If there are dependent children in the family, inquire specifically as to whether and when there's a cut-off age. I regularly assist folks who never let that thought cross their minds until a letter from their insurance company arrived to let them know Tyrone Jr's policy will expire at the end of next month because he reached his 23rd birthday. Status as a full-time college student also has an effect on how long offspring can stay on a parent's plan. Why face the aggravation of getting Ty Two onto another policy if you don't have to?
One last thing to consider is that BC/BS' status as "non-profit" tends to be misleading. They have revenue targets and contract limitations exactly as private insurers do. That's why I have the opinions about single-payor systems and public options that I do, despite potential implications to how I make a living.

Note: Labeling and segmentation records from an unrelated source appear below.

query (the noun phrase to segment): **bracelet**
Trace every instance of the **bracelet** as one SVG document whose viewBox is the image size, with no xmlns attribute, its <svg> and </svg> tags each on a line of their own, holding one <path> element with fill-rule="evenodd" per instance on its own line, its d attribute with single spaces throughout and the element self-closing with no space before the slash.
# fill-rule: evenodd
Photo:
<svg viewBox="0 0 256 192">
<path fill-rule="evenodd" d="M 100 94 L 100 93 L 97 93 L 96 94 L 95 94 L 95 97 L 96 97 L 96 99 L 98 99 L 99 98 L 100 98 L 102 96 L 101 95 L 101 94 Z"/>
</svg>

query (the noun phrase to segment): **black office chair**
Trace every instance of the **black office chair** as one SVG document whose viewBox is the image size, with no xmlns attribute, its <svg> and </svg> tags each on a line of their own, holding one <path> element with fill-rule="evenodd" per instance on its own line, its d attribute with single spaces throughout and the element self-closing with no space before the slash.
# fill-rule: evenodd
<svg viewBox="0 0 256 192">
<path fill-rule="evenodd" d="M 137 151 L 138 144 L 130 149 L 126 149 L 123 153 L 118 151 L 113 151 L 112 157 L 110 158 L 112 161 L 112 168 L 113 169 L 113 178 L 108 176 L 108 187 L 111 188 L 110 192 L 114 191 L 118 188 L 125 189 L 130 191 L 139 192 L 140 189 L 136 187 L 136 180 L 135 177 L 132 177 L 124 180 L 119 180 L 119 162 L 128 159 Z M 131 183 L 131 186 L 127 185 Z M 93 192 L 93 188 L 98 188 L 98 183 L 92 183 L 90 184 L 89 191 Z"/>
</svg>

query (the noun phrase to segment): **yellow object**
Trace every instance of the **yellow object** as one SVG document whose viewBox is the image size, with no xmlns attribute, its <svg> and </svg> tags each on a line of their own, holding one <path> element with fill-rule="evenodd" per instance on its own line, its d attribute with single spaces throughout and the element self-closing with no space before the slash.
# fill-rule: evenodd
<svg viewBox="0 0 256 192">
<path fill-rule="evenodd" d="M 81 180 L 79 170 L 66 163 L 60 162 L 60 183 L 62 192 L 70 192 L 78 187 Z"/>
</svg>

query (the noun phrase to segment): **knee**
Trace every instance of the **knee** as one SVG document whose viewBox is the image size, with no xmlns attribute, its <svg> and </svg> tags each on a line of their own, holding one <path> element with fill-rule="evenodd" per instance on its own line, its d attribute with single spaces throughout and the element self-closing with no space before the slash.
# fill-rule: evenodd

Treat this as a free customer-service call or time off from Web surfing But remember that Aetna, BC/BS, and every insurance carrier have trained and dedicated staff to help with any questions. Thanks again for looking before you leap.
Thank you goyguy. My wife recently went in for surgery at Falmouth Ma hospital. The surgeon and hospital were in network. The anesthesia and pathology lab were treated as out of network providers. Consequently we received a bill for $2500. I have appealed this to United Health Care and hope that RAPS will be what saves me from having to pay this bill.
I've used both providers. I like my BCBS plan MUCH better. Of course, both companies offer a variety of plans so you have to read up on what's being offered...
For me BCBS is less complicated, less red tape, simpler, overall easier to work with.
Aetna always made me wonder why everything had to be so complicated. Once I switched to Blue Cross, I realized that it didn't have to be.
Thank you goyguy for a very structured post.
My family is on a shopping spree for family insurance. Our COBRA will expire in 3 month. We were relatively healthy so we did not big problems with medical bills, so did not pay much attention to it. But now we are self-employed and have to go on the market for individuals. There is so much to read and learn about insurance plans. It is overwhelming.
Any advise will be greatly appreciated. Thanks.